Marketers of electricity from renewable sources can make environmental claims, for example “100% Renewable Electricity” or “Green Electricity,” provided those claims can be substantiated (Good Energy Ltd, 22 June 2005, and Greenpeace t/a Juice, and 30 April 2003)
Most electricity generated from renewable sources is distributed through the national grid. The amount of electricity taken from the national grid by consumers of renewable electricity products is equal to the amount of electricity fed into the national grid from renewable sources. Marketers should ensure that they do not misleadingly imply that the electricity generated from renewable sources is delivered direct to their customers; they could include a claim along the lines of “renewable electricity is supplied to the national grid, which in turn supplies your home” or similar, If electricity from renewable sources is the main focus of an ad, that information should be stated in the body copy; if the product is one of several featured, the information might be acceptable in a linked footnote (Good Energy Ltd, 2 March 2011 and 9 June 2004). Claims such as “100% renewable” that don’t imply energy is supplied directly to consumers do not need qualification, but will need to be substantiated as usual (Woodland Trust t/a Woodland Trust Energy, 11th December 2013).
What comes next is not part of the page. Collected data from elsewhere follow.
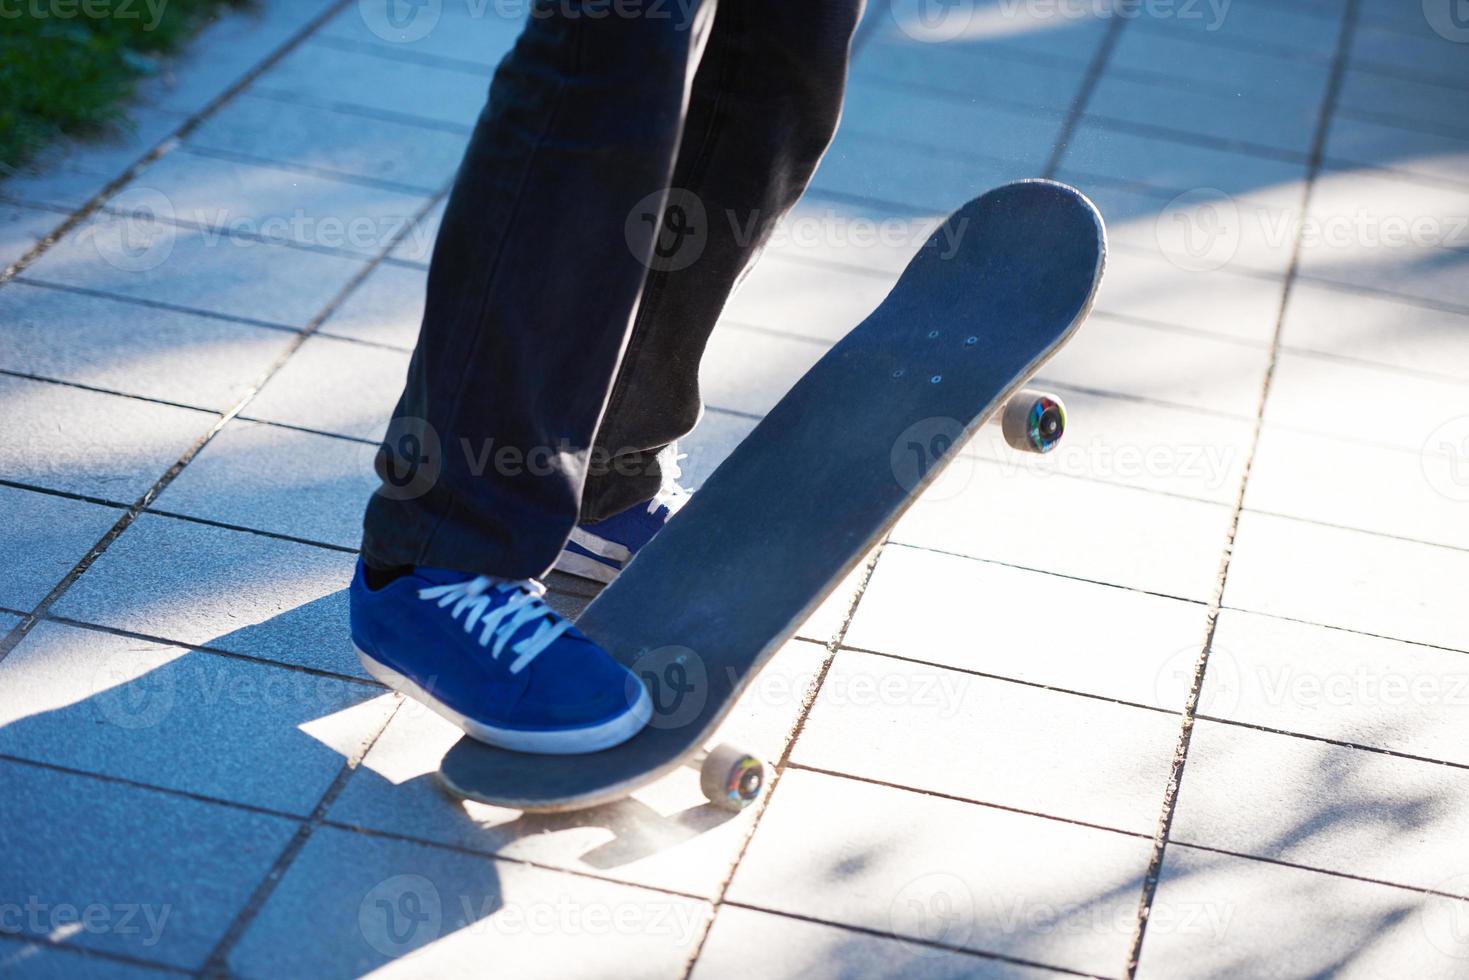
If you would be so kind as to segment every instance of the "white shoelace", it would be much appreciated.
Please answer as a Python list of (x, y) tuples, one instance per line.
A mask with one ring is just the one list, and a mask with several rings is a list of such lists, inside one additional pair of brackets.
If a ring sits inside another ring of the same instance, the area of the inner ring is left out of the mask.
[[(489, 594), (492, 590), (501, 593), (514, 592), (515, 595), (503, 606), (487, 614), (493, 601)], [(453, 605), (454, 608), (449, 612), (451, 619), (458, 619), (462, 612), (467, 613), (464, 617), (464, 632), (473, 633), (475, 626), (479, 626), (479, 645), (482, 647), (489, 646), (490, 640), (494, 639), (495, 645), (490, 648), (490, 656), (496, 660), (500, 659), (500, 651), (505, 649), (505, 644), (510, 642), (516, 631), (528, 623), (541, 620), (534, 633), (510, 648), (518, 654), (510, 664), (512, 674), (520, 673), (526, 664), (536, 659), (558, 636), (571, 629), (570, 621), (556, 615), (541, 600), (541, 596), (545, 594), (546, 587), (535, 579), (497, 583), (495, 579), (483, 575), (465, 582), (418, 590), (420, 599), (437, 599), (440, 608)]]
[(658, 513), (659, 507), (668, 508), (668, 516), (672, 517), (678, 513), (680, 507), (689, 502), (693, 491), (686, 490), (678, 485), (678, 478), (683, 476), (683, 470), (679, 468), (678, 461), (687, 459), (688, 453), (670, 452), (664, 455), (661, 461), (663, 467), (663, 486), (658, 489), (658, 494), (648, 501), (648, 513)]

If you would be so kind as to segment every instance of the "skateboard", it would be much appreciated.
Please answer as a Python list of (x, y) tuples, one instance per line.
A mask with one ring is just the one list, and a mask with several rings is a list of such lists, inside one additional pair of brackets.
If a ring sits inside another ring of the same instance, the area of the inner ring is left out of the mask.
[(764, 763), (706, 751), (715, 729), (982, 424), (1022, 450), (1055, 446), (1064, 406), (1023, 386), (1086, 318), (1105, 257), (1101, 216), (1064, 184), (1006, 184), (955, 211), (577, 619), (648, 687), (647, 727), (584, 755), (465, 736), (440, 764), (445, 786), (554, 812), (692, 765), (715, 805), (757, 799)]

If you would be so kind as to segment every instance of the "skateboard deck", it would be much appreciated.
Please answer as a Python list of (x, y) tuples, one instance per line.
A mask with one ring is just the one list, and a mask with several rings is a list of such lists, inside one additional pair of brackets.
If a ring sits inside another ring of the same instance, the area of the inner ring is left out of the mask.
[[(1081, 325), (1105, 255), (1096, 208), (1064, 184), (1007, 184), (955, 211), (578, 618), (648, 686), (648, 726), (584, 755), (465, 736), (440, 765), (444, 784), (574, 810), (697, 757), (759, 669)], [(739, 805), (759, 780), (758, 760), (723, 747), (705, 766), (716, 802)]]

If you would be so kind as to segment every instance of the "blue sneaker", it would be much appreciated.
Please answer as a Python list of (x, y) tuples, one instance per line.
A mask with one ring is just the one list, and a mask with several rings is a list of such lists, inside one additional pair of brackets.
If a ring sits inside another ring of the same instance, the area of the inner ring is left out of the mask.
[(595, 524), (578, 524), (552, 567), (578, 578), (610, 582), (688, 499), (689, 491), (670, 481), (646, 504), (629, 507)]
[(647, 688), (544, 593), (433, 568), (373, 589), (359, 559), (352, 642), (369, 674), (481, 742), (563, 754), (627, 741), (652, 717)]

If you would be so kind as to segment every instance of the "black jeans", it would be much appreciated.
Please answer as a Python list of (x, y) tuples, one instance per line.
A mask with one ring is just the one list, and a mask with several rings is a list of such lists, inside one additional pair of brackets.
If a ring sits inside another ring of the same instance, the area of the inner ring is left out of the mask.
[(650, 499), (835, 132), (862, 0), (538, 0), (434, 245), (363, 554), (524, 578)]

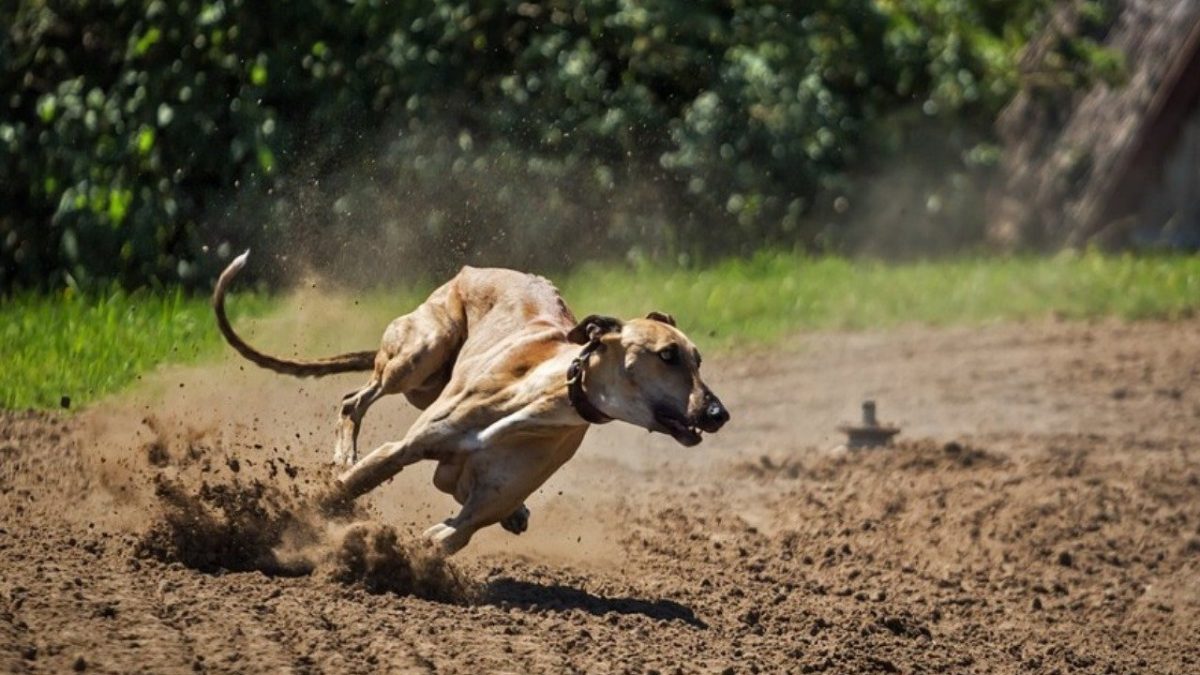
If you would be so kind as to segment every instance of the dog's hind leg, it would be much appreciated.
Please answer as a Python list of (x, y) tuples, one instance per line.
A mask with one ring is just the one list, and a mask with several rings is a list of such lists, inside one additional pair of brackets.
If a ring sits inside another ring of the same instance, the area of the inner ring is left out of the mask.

Claims that are wider in scope and not explained or qualified, for example “Live the life you want – without harming your world”, are more ambitious and are likely to cause problems. For claims like that, marketers should be able to show that all the activities associated with the project (including construction, operation and decommissioning) result in no adverse environmental impact (Good Energy Ltd, 22nd June 2005).
Marketers should be aware that less obvious interpretations of claims such as “the UK’s leading 100% renewable electricity supplier”, that rely on the advertiser being the only supplier that supplies only renewable electricity, rather than a supplier of a 100% renewable tariff are likely to be problematic (Good Energy Ltd, 7th August 2013).
It is also worth noting that even statements of intent regarding environmental credentials can be problematic if they are not sufficiently qualified, or supported by a clear organisational plan of how to achieve them (Spark energy Ltd, 20 July 2011).
Source: Committee of Advertising Practice (CAP)
Note: This advice is given by the CAP Executive about non-broadcast advertising. It does not constitute legal advice. It does not bind CAP, CAP advisory panels or the ASA. CAP’s AdviceOnline entries provide guidance on interpreting the UK Code of Non-broadcast Advertising and Direct & Promotional Marketing.